Appendix B. Advice for Engaging in Online Conversations
Engage Regularly and Respond Quickly
In social media, conversations take place over minutes or hours, not weeks or months. If you decide to engage in conversation using social media, be sure you can respond quickly and with all the facts. Even if your reaction is “we can’t provide an answer yet,” providing some response quickly is part of the excellent customer service everyone should receive when talking to you. If you host a blog, be sure you dedicate resources to provide new content regularly.
Ask for Input When You Need It
It’s great to involve citizens in the governing process by asking for ideas or input. Before you do, make sure you’re asking about an issue to which you can actually respond. For example, you may want to ask whether your visitors would find a new website feature helpful, but you would avoid asking whether another agency’s website should be redesigned. The public expects us to operate government effectively, and part of doing that is asking for feedback when appropriate.
It’s great to share as much useful information as you reasonably can, so that citizens understand what their government is doing and why. However, every day, we're trusted with information that isn’t appropriate for sharing with the public, such as the status of an ongoing procurement or negotiations over a building lease. If you’re unsure whether something can be shared, talk to your supervisor, security manager or send your question to firstname.lastname@example.org.
Engage for Accuracy, not Argument
Because of the many important issues GSA handles, there’s a lot of conversation about us online. For example, head to Twitter.com and search for “General Services Administration” to see what people are saying about us right now. If you see misrepresentations made about us in social media, you can certainly use your social media site or someone else’s to point out the error and provide correct facts.

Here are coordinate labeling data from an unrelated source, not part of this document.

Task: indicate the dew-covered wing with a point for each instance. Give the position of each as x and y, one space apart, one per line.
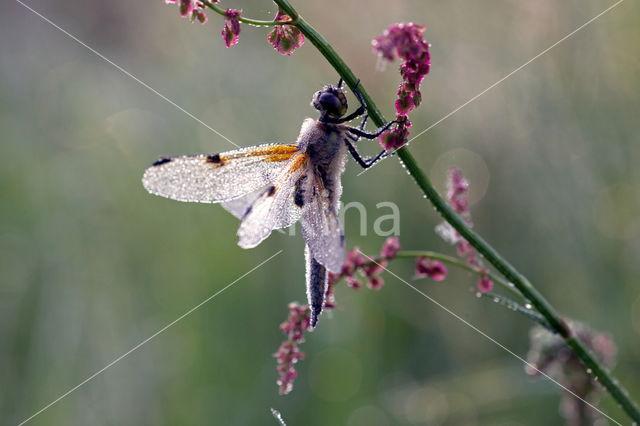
321 227
217 177
276 206
239 207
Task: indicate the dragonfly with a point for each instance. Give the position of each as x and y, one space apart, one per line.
272 186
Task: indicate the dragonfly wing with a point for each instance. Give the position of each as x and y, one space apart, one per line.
316 285
321 227
217 177
276 205
239 206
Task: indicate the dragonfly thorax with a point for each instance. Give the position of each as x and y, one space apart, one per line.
330 101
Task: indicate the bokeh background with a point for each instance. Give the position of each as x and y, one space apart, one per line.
91 265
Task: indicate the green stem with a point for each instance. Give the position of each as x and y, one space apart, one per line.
516 307
249 21
502 265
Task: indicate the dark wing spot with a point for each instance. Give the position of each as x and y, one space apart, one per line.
298 195
215 159
161 161
247 211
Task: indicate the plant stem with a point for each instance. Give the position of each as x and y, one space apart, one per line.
454 261
248 21
492 256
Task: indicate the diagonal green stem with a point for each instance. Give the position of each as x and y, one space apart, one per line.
502 265
244 20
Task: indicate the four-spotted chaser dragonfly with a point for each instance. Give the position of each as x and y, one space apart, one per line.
272 186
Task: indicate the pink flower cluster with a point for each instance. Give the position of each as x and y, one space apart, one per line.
192 9
285 38
289 352
457 191
549 354
433 269
299 315
231 30
407 42
370 270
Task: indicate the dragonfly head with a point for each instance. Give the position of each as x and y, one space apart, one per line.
330 101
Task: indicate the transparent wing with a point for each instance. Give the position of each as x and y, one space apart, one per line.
321 228
239 206
276 206
217 177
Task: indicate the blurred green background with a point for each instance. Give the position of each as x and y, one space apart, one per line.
91 264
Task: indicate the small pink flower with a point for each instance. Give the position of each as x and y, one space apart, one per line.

Make sure your position is factual, and your tone is not disparaging or argumentative.
Admit Mistakes Quickly
Part of honestly engaging with citizens is admitting when you’ve made an error. If you make an error, be upfront and correct it quickly. If you choose to modify something you said earlier, make clear what you're modifying, and make it clear that you've done so (for example, by using
strikethru strikethrough text). Nobody expects you to never make a mistake, but they do expect you to be honest about it.
Remember This Rule of Thumb
Say to citizens on social media only what you would say on the phone or in other official communications. There are always consequences to what you write. If you’re unsure about something, discuss your proposed post with your supervisor.